AIエージェントの登場により、ビジネスプロセスも大きく変わる可能性がある。西見氏は具体例として、業務アプリケーション、人事採用、RFP(提案依頼書)プロセスの変革を挙げて説明した。

従来の業務アプリケーションは、変化する業務に合わせて継続的な開発が必要だったが、AIエージェントベースのアプリケーションでは、ユーザーの要求に応じて柔軟に対応できる。

「AIエージェントがユーザーの要求に応じて、オンデマンドでワークフローを生成して処理を実行します。安定性は低いですが、正解のケースを振り返り、自らの動作を評価し、教訓をデータベースに保存することで成功率を高めていくことができるのです」(西見氏)

人事採用プロセスでは、AIエージェントが求人側と求職側の条件を基に会話を行い、マッチングレポートを作成。両者のマッチング度合いや次のアクションを提示するといったかたちが考えられる。

さらに、RFPのプロセスも、発注側と受注側がそれぞれ期待する条件を入力し、AIエージェントが同じ条件で釣り合うところを探索するという流れになっていくということもあるだろう。これまで検索やコンシェルジュによる提案といった従来の人手によるプロセスをAIエージェントが代行できる可能性があるということだ。

人間の新たな役割:AIエージェントのマネジメント

こうしてAIエージェントが台頭してくることにより、人間の役割も変化していく。西見氏は、今後の人間の主要な役割として「AIエージェントのマネジメント」を挙げた。

「AIエージェントは非常に強力なツールですが、できることを増やせば増やすほど、誤った動作をした場合のリスクが高まります。特に、曖昧な業務であればあるほど、リスクが増加します。ただし、誤った動作をしたときにリスクを伴うのは人間のマネジメントも同様です。そのため、人間は、AIエージェントの能力と限界を理解し、どこまでのリスクを許容できるのかを判断しつつ、適切にリスクをコントロールしながらマネジメントしていく必要があるのです。リスクをうまく扱える事業体であればあるほど、AIエージェントを活用したレバレッジが可能になるでしょう」(西見氏)

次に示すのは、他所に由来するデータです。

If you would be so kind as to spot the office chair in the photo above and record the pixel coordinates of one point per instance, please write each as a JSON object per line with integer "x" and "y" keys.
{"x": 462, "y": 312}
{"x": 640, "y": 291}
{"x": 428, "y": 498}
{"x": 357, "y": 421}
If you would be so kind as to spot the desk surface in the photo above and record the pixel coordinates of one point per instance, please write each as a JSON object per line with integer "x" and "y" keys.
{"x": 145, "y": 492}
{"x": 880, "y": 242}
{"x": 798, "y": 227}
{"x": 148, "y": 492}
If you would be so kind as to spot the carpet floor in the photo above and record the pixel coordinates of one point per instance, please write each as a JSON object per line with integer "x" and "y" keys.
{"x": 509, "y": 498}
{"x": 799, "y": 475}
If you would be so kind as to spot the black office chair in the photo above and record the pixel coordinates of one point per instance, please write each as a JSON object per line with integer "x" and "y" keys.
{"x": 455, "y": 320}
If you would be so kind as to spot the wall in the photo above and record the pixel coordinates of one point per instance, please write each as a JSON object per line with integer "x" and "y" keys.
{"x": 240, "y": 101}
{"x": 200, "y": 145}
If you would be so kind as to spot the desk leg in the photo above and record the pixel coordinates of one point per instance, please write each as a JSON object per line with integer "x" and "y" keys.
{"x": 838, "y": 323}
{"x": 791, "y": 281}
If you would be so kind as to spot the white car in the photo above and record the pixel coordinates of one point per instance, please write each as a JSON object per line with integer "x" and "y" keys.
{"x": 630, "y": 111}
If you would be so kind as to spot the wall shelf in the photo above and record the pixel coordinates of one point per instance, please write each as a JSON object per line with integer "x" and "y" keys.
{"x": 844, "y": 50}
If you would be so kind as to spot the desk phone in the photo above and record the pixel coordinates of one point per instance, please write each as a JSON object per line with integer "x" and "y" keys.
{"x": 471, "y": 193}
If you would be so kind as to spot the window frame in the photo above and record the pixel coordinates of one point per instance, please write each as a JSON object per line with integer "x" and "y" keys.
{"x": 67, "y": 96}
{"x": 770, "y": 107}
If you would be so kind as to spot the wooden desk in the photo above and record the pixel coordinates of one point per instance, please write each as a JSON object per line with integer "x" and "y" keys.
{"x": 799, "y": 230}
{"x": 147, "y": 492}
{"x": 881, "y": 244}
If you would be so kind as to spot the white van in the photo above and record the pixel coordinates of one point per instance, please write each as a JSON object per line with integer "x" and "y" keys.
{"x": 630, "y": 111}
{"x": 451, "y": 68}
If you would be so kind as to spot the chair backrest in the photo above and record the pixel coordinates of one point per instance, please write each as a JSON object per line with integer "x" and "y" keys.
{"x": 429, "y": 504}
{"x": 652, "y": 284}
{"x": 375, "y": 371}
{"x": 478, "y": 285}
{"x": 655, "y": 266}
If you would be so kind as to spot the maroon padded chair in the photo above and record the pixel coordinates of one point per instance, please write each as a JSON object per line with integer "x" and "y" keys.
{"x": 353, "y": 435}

同氏は、最後に「1人ひとりが複数のAIエージェントをマネジメントしながら業務を行っていく時代になる」と予測し、人間とAIエージェントの協働を前提とした新たな組織開発の重要性を説いた。

AIエージェントの登場は、単なる業務効率化ツールの進化にとどまらず、ビジネスの在り方や人間の役割を根本から変える可能性を秘めている。今後、企業や個人がこの変化にどのように対応し、AIエージェントとの協働を実現していくかが、ビジネス成功の鍵を握ることになるだろう。